Disaster politics

Disaster politics

In BJP's lone south bastion

The north Karnataka response of the B S Yeddyurappa-led BJP government, to one of the most crippling floods, was slowly and steadily shaping up as one of the best examples of public private partnership, when the whole endeavour is threatened by crass politics. And at whose expense is this dirty game of one upmanship being played? The state’s, of course, which in turn is met by people’s contribution, voluntary or otherwise.

Let's start off by paying a well-deserved tribute to the chief minister, who, in a rare show of maverick, galvanised overwhelming and unprecedented public support to the cause of the flood-hit even if his initial response was delayed. Unlike in most natural calamities, this time the funds flow was a major psychological boost.

While the chief minister’s padayatra in Bangalore raised a whopping Rs 1,000 crore in public contributions, a matching sum was promised by the prime minister as interim relief from the Calamity Relief Fund, of which Rs 500 crore has been released with uncommon speed.

Then, there was also the commitment of another Rs 500 crore by the Reddy brothers of Bellary and their mining clan, even if it is money due to the exchequer for evaded taxes and taking an unpardonable toll on the country’s natural (iron ore) as well as man-made resources (roads).

So, there was enough seed money, goodwill of the people and the Central government, and things were moving smoothly when everything came to a virtual grinding halt.

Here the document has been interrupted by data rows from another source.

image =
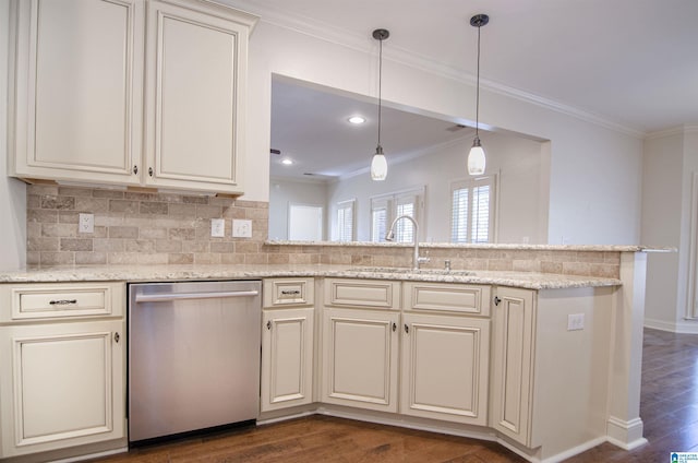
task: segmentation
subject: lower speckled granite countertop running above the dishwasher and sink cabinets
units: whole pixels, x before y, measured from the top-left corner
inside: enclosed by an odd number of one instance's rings
[[[0,272],[0,283],[166,282],[185,280],[252,280],[267,277],[346,277],[435,283],[470,283],[528,289],[621,286],[617,278],[534,272],[359,268],[348,265],[109,265],[56,266]]]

Perhaps, the CM did fault in overlooking the critical role of the revenue minister in disaster management of this nature. The CM's dependence on the ministers for rural development and water resources more than the revenue minister, might have understandably irked the latter. Even in the allotment of helicopters for aerial survey and relief operations, the rural development minister, who happens to be the only woman (or man?) on Yeddyurappa's cabinet, got precedence, it is charged. Adding insult to injury, the CM changed horses midstream by appointing an independent MP and a corporate honcho to oversee relief work.

Another folly on the part of the chief minister is said to be the warm hearted welcome he extended to his visiting Andhra Pradesh counterpart K Rosiah. The Reddy brothers, on the contrary, take to Y S Jaganmohan Reddy, MP and aspirant for the Andhra CM's gaddi, like a fish to water because of their common business interests.

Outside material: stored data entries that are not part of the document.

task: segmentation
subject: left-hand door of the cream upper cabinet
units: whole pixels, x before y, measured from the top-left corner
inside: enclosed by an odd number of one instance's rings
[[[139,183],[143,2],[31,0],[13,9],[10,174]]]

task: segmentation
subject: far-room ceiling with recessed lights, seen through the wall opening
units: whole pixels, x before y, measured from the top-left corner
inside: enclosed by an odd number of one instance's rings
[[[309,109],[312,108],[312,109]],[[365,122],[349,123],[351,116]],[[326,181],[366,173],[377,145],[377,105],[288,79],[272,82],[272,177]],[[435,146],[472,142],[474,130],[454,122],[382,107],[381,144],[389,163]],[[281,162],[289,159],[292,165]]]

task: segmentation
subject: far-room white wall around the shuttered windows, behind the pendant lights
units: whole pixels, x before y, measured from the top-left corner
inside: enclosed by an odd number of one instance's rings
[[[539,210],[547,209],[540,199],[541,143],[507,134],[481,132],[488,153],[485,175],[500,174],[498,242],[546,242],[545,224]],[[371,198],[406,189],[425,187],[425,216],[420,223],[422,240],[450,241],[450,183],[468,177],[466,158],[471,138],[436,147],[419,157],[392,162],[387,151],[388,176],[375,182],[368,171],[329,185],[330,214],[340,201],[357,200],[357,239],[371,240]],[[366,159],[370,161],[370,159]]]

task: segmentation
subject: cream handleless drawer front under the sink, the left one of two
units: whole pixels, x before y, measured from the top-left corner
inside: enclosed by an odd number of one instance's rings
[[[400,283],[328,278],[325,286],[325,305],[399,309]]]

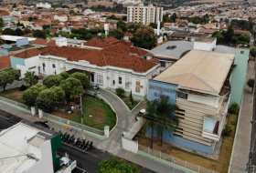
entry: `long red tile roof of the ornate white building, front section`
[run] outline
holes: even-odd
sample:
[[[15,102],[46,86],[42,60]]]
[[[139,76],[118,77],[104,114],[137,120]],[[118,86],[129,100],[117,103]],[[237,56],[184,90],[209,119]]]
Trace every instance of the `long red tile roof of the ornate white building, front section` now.
[[[117,45],[121,46],[121,45]],[[146,72],[155,63],[145,60],[140,56],[129,56],[128,50],[123,53],[115,53],[109,51],[109,47],[105,50],[83,49],[78,47],[61,46],[61,47],[44,47],[40,51],[45,52],[43,55],[66,57],[69,61],[85,60],[96,66],[117,66],[133,69],[136,72]]]

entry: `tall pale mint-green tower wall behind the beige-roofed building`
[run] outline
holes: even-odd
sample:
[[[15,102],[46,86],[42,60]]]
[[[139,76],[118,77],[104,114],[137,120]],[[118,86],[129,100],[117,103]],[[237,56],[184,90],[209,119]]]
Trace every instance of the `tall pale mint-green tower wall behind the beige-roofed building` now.
[[[243,51],[243,54],[241,54]],[[230,103],[234,102],[240,105],[244,80],[246,78],[250,49],[236,48],[236,57],[234,64],[237,65],[231,75],[231,95]]]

The last but not the least irritant to the Reddys and their mining lobby is the toll on iron ore carrying trucks imposed by the state government. Their contention is that the government should be content with the one-time flood relief grant of Rs  500 crore pledged by the mining lobby and not ask for more!

Engineering a rift

The CM’s mistakes conceded, are these reasons strong enough for the Reddy brothers to engineer a rift in the party government and run a virtual parallel government in the name of independently carrying out relief works? From where did they derive such automatic powers in a system where the chosen head of the legislature party leads unless and until he is relieved of the charge. In short, it is not just the CM but the entire BJP leadership that the Reddys have upstaged. Whither the discipline that the BJP and its ideological arm, the RSS, so proudly flaunt on their sleeve?
And this is not the first time that the Reddy brothers have sought to arm-twist the BJP's first government in the south to have their way. Each time they throw tantrums, they have sought to find a dummy to project as their future leader, simply because they neither have the clout nor the confidence to lead themselves. In the past, they tried to rope in Siddaramaiah of the Congress and failed. This time round, they are trying to pit Assembly Speaker Jagadish Shettar against fellow Lingayat Yeddyurappa but the former too is unlikely to play into their hands.

And BJP’s ace trouble shooter Arun Jaitley has left after another round of peace brokering between the chief minister and the Reddy bloc, which has become as routine as the RSS baithaks. While he was here, three precious mandays of relief work were lost. And to add to the misery of the suffering flood victims, top officers involved in relief works in the Reddy fiefdom have been replaced. It will be quite some time before the newly posted officers come to grips with the situation.

One more question begging an answer is why did not the chief minister or the revenue minister mobilise the State Disaster Managment Authority constituted in January last, which has  representation from all the relevant sectors like Red Cross, civil defence, scouts and guides and many more.

 If the revenue minister does not fancy outside inference in his work in the form of MP Rajiv Chandrashekar as overseer appointed by the chief minister, he could requisition the services of the authority.

And one last request to the Reddy brothers, who have both the money and the wherewithal to build 50,000 houses for the flood-hit on their own. No mean task, indeed! Would they please relay and maintain National Highway 48 linking Bangalore-Mangalore, the worthiness of which is as crucial to their overladen iron-ore trucks as the commuters of coastal Karnataka?